Pour tout bagage : un énorme talent !

La Noire est un monument, le temple d’une certaine forme de littérature : ce n’est pas un polar ni un thriller – même si le point nodal est un crime – mais une œuvre littéraire à part entière en résonance avec l’ombre portée qui pèse sur les épaules des Hommes, le mal insidieux, la mort omniprésente, la marge d’une société où les braves gens tentent de s’en sortir comme ils peuvent, franchissant le Rubicon plus souvent qu’ils ne le souhaiteraient. Voyou un jour, voyou toujours ? Pas nécessairement, l'obligation de (sur)vivre fait parfois loi ou alors l’idéologie, comme ici pour ces jeunes gens fascinés par l’anarchie et les groupes contestataires des années 1970… Est-ce pour autant qu’il faille les considérer comme terroristes ? Les excités zadistes d’aujourd’hui et les black-blocs ne nous renvoient-ils pas en pleine poire la violence larvée, lascive, perverse mais tout aussi destructrice, créant tous les jours de la misère sociale et sous couvert de trahisons successives des politiques comme des industriels qui considèrent l’ouvrier comme une variable d’ajustement, semant angoisse, détresse, misère et paupérisation dans des régions entières dans le seul but de verser un plus gros dividende à ses actionnaires ?

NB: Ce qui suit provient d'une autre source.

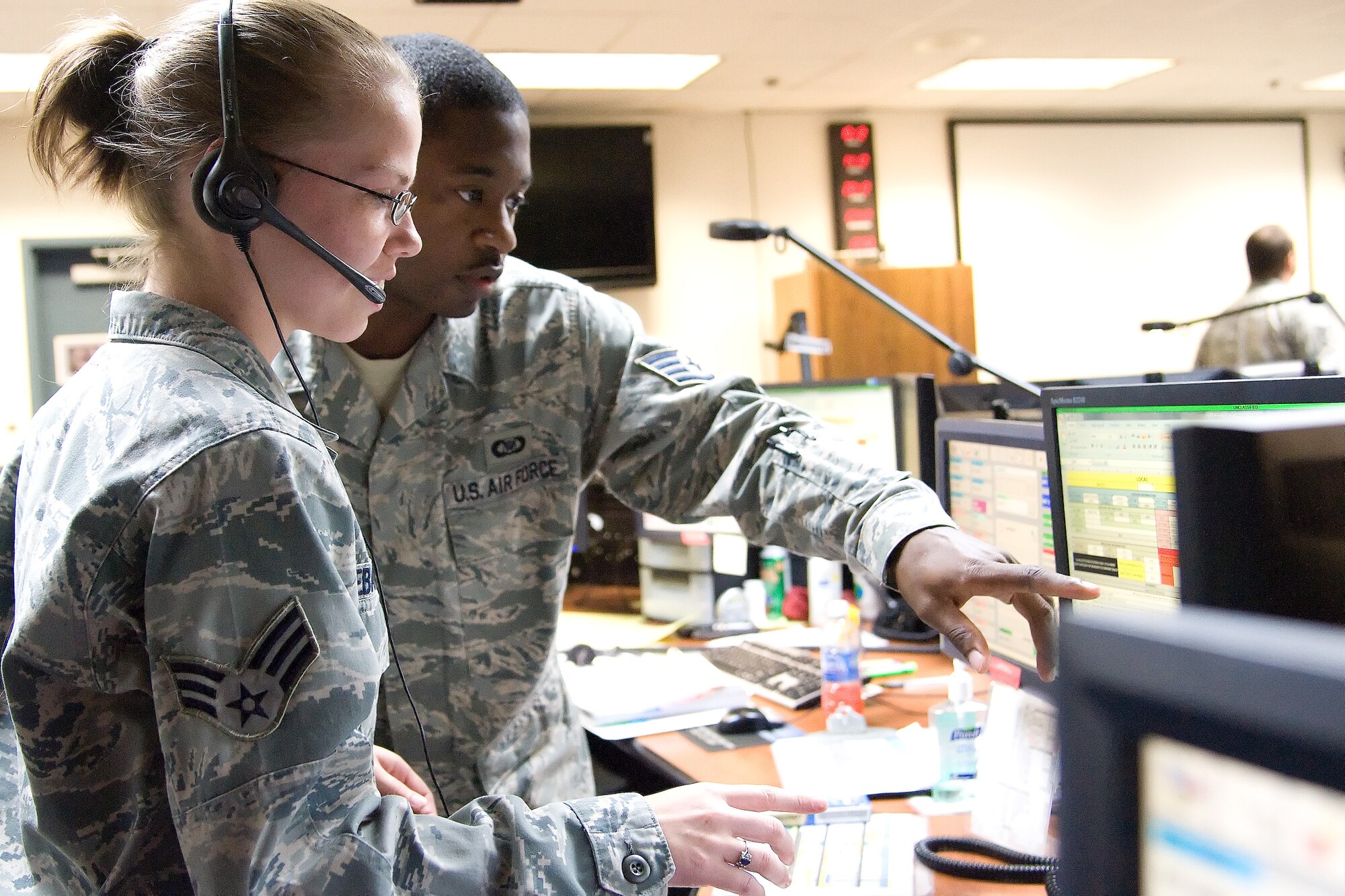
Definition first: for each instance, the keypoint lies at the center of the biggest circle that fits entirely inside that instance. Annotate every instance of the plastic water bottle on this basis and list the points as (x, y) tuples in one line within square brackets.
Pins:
[(841, 686), (774, 565)]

Pour marquer le coup, fascinée par l’enlèvement d’un banquier espagnol, la petite bande – quatre garçons, une fille – va s’en prendre à un jeune homme qu’il soupçonne de trahison en lui tirant dessus, à côté, juste pour l’effrayer, une fois par semaine jusqu’au jour où… l’accident survient : ils abattent un innocent dans un parking. Panique. Fuite… Quarante années passent jusqu’à ce que l’un d’eux reçoive des fragments de ce qui ressemble à un roman qui dévoile l’histoire. Menace ? Chantage ?

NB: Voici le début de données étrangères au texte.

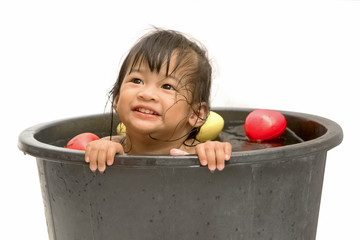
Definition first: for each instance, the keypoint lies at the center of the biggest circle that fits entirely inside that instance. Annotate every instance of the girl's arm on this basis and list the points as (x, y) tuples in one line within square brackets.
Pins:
[(210, 153)]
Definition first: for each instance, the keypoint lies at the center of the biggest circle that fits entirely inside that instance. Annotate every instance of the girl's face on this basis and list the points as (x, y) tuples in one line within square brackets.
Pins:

Tout le talent de Patrick Pécherot est de nous mettre en immersion totale dans ce qui fut la France des années 1970-80, un livre qui surprendra donc les plus jeunes mais qui ravira ceux de ma génération. Portrait sociétal précis, le récit adopte un style particulier, poétique et bordélique, scandé par l’emploi de mots d’époque (godelureau, choupinette), de références culturelles (la tortue Yaourtu, Françoise Dorléac – qui était la sœur de Catherine Deneuve, nota bene pour les plus jeunes – Fantomas ou Nestor Burma) le tout baigné par les chansons de Ferré, Moustaki, Chatel ou Simon. Bref, un monde perdu, oublié voire dénigré par les woke du jour qui ne comprennent pas qu’ils le seront à leur tour dans quelques décennies… La roue ne cesse jamais de tourner.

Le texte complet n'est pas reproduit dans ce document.